Anyhow, something draws me to the Surly long haul trucker. One of the people who has inspired me so far is a Korean girl who has gone everywhere on her LHT. But new is... not cheap.

Now I definitely have the money to get it brand new, but I love... not buying new. I could get one for about $1200 CAD with racks and everything I need besides the panniers, replacement parts, etc in very good condition. 
I have seen them for as low as $400 on local auction websites, though I couldn't say what condition they were in. 

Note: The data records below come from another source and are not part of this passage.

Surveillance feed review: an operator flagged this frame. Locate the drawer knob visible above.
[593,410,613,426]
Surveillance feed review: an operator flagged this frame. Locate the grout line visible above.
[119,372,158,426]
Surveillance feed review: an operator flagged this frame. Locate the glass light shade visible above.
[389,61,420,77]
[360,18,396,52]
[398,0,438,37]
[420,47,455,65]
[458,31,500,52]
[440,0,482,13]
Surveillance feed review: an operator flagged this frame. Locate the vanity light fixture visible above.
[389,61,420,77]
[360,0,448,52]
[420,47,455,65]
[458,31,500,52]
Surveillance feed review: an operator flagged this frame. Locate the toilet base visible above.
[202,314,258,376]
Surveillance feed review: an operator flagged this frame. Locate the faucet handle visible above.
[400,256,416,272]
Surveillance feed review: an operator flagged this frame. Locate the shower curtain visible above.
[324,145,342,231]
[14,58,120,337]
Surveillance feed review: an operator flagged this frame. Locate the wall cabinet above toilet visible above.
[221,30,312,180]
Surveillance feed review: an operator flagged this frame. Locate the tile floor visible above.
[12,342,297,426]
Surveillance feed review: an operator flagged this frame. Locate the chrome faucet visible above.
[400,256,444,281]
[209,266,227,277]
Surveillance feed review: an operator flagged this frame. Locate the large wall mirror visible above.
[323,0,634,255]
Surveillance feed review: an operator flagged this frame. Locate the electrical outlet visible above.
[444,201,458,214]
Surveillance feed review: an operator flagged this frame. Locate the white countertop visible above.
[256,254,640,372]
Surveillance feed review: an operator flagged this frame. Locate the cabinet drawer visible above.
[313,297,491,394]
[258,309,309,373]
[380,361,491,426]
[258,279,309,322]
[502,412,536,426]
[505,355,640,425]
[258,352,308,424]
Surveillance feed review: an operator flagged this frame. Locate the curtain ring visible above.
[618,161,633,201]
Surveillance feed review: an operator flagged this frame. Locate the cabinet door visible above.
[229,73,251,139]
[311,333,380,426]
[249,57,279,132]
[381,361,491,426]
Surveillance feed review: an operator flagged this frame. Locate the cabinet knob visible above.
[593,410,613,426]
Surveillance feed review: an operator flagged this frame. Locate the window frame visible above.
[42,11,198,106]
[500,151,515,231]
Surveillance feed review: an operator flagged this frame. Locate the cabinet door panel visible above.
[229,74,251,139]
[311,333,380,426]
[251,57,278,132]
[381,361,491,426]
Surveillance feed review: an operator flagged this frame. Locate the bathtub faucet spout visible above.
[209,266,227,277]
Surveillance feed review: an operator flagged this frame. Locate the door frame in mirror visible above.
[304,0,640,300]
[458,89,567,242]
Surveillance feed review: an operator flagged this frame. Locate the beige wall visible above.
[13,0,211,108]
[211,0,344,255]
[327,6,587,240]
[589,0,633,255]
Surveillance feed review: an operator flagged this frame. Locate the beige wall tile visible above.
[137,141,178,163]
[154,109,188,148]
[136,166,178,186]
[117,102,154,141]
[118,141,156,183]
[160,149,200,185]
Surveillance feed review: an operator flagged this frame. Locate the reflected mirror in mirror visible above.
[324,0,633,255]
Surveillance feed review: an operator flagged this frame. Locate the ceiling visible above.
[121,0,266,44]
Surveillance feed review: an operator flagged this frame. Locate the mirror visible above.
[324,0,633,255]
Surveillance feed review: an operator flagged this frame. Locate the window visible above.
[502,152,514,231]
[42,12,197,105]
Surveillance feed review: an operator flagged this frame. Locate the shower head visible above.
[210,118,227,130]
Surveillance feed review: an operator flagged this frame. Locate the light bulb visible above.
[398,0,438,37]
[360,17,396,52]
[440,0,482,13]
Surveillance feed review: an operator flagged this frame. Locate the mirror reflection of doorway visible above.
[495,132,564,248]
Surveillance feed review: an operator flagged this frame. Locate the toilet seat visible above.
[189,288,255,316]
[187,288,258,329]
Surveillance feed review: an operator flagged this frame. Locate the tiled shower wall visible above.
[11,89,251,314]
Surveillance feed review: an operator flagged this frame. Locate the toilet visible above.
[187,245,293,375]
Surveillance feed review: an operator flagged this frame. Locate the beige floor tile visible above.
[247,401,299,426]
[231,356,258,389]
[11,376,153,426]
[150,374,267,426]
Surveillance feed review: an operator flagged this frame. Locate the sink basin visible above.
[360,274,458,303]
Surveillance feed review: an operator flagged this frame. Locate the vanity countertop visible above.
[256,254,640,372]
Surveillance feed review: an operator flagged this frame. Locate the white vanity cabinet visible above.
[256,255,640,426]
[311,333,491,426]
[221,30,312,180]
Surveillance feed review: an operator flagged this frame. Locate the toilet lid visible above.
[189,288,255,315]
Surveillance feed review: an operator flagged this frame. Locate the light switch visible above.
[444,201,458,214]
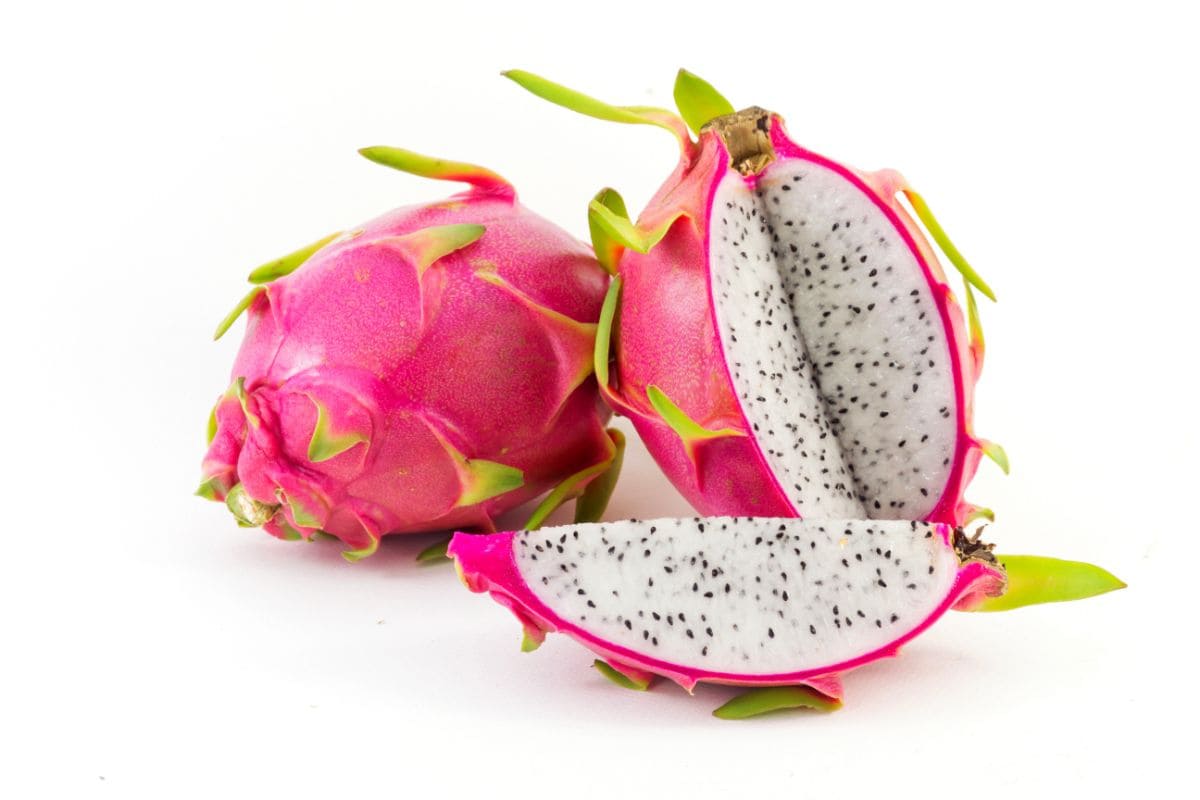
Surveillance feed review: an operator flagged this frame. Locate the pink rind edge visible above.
[748,122,978,523]
[446,523,997,692]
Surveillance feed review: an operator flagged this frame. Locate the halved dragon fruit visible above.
[198,148,620,560]
[505,71,1007,524]
[449,517,1124,715]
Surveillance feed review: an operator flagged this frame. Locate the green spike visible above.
[713,686,841,720]
[500,70,686,139]
[575,428,625,523]
[455,458,524,507]
[308,395,370,464]
[414,536,450,564]
[979,439,1008,475]
[359,145,512,191]
[646,384,745,445]
[226,377,262,428]
[962,506,996,527]
[521,627,545,652]
[904,188,996,302]
[277,518,304,542]
[196,475,229,500]
[962,283,984,353]
[247,230,342,283]
[524,461,612,530]
[588,198,683,253]
[386,223,486,275]
[524,429,625,530]
[674,70,733,134]
[342,536,379,564]
[288,498,322,528]
[592,275,620,386]
[226,483,278,528]
[588,188,629,275]
[212,287,266,342]
[592,658,650,692]
[974,555,1126,612]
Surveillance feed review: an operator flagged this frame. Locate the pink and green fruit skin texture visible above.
[202,170,612,558]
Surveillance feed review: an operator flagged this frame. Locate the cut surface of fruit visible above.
[509,72,1004,525]
[710,143,959,518]
[448,517,1004,690]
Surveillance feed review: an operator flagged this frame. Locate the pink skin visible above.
[604,116,983,524]
[446,525,1004,699]
[203,181,612,549]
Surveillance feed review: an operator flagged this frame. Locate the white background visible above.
[0,0,1200,798]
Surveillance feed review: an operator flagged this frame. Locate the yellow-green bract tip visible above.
[713,686,841,720]
[974,555,1126,612]
[674,70,733,133]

I know and agree with the idea of paying more initially for a product that will last, but i'm still not completely sold on it. I'm also very new to it all so i'm not jumping in until i've done my research. And this site has the kind of people that I believe are most closely aligned with what I value and want.

So, before I ramble too long, anyone got one/had one? Experiences? Pros/cons?


----------



## Matt Derrick (Mar 5, 2018)

i'm going to tag @Gypsybones since they told me about some awesome alternatives to the LHT but i can't recall their names off the top of my head.

i'd also like a LHT and that will probably be my next serious touring bike (but im open to other suggestions). i think it would be better to get a complete set up (or at least the frame, derailleurs, crank and rear cassette) than rebuild a frame since having a quality crankset would probably cost a lot on top of buying just the frame.

have you heard of http://tomsbiketrip.com ?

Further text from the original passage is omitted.